56.  Host cells don't accumulate cell surface C3b (and the
proteolytic fragment of C3b called iC3b) because this is
prevented by the complement regulatory proteins, while
foreign cells, pathogens and abnormal surfaces may be
heavily decorated with C3b and iC3b. Accordingly, the
alternative complement pathway is one element of innate
immunity.
 Once the alternative C3 convertase enzyme is formed on a
pathogen or cell surface, it may bind covalently another C3b,
to form C3bBbC3bP, the C5 convertase. This enzyme then
cleaves C5 to C5a, a potent anaphylatoxin, and C5b. The C5b
then recruits and assembles C6, C7, C8 and multiple C9
molecules to assemble the membrane attack complex. This
creates a hole or pore in the membrane that can kill or
damage the pathogen or cell.

57. IN SUMMARY OF THE LECTIN
PATHWAY
 It is homologous to the classical pathway, but with the
opsonin, mannose-binding lectin (MBL), and ficolins,
instead of C1q.
 This pathway is activated by binding of MBL to mannose
residues on the pathogen surface, which activates the
MBL-associated serine proteases, MASP-1, and MASP-2
(very similar to C1r and C1s, respectively), which can
then split C4 into C4a and C4b and C2 into C2a and C2b.
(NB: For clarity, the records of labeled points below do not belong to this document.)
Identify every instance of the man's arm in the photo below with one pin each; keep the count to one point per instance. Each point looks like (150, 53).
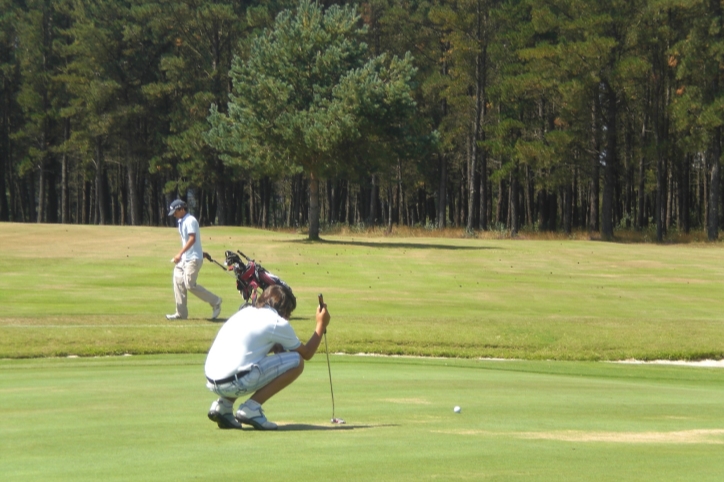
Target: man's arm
(307, 350)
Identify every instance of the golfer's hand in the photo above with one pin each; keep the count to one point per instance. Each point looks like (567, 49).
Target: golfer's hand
(323, 316)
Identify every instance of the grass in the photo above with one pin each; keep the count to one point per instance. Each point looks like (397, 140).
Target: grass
(558, 304)
(86, 290)
(143, 418)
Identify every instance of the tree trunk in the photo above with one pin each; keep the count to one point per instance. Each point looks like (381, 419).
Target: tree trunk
(610, 169)
(101, 207)
(712, 230)
(313, 207)
(64, 191)
(595, 173)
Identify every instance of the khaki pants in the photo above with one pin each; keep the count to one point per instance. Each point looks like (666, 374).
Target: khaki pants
(184, 280)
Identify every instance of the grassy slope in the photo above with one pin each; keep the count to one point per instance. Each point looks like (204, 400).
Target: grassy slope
(103, 290)
(143, 418)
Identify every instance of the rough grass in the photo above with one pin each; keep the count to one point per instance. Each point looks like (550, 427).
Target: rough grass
(95, 290)
(144, 418)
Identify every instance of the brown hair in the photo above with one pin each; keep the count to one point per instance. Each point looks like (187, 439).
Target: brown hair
(280, 298)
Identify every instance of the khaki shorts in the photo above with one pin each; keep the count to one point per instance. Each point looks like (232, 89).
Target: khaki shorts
(260, 375)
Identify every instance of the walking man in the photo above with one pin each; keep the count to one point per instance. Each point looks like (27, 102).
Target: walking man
(257, 354)
(188, 263)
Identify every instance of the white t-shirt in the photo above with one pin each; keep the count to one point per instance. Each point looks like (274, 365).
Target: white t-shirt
(245, 339)
(189, 225)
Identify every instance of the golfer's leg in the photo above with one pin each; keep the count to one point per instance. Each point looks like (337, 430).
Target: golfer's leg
(179, 290)
(278, 384)
(192, 273)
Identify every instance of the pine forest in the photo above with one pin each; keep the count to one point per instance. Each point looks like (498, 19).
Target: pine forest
(546, 115)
C4b and C2a then bind together to form the classical C3-
convertase, as in the classical pathway.

58.  Ficolins are homologous to MBL and function
via MASP in a similar way. Several single-
nucleotide polymorphisms have been described
in M-ficolin in humans, with effect on ligand-
binding ability and serum levels.
 Historically, the larger fragment of C2 was
named C2a, but it is now referred as C2b.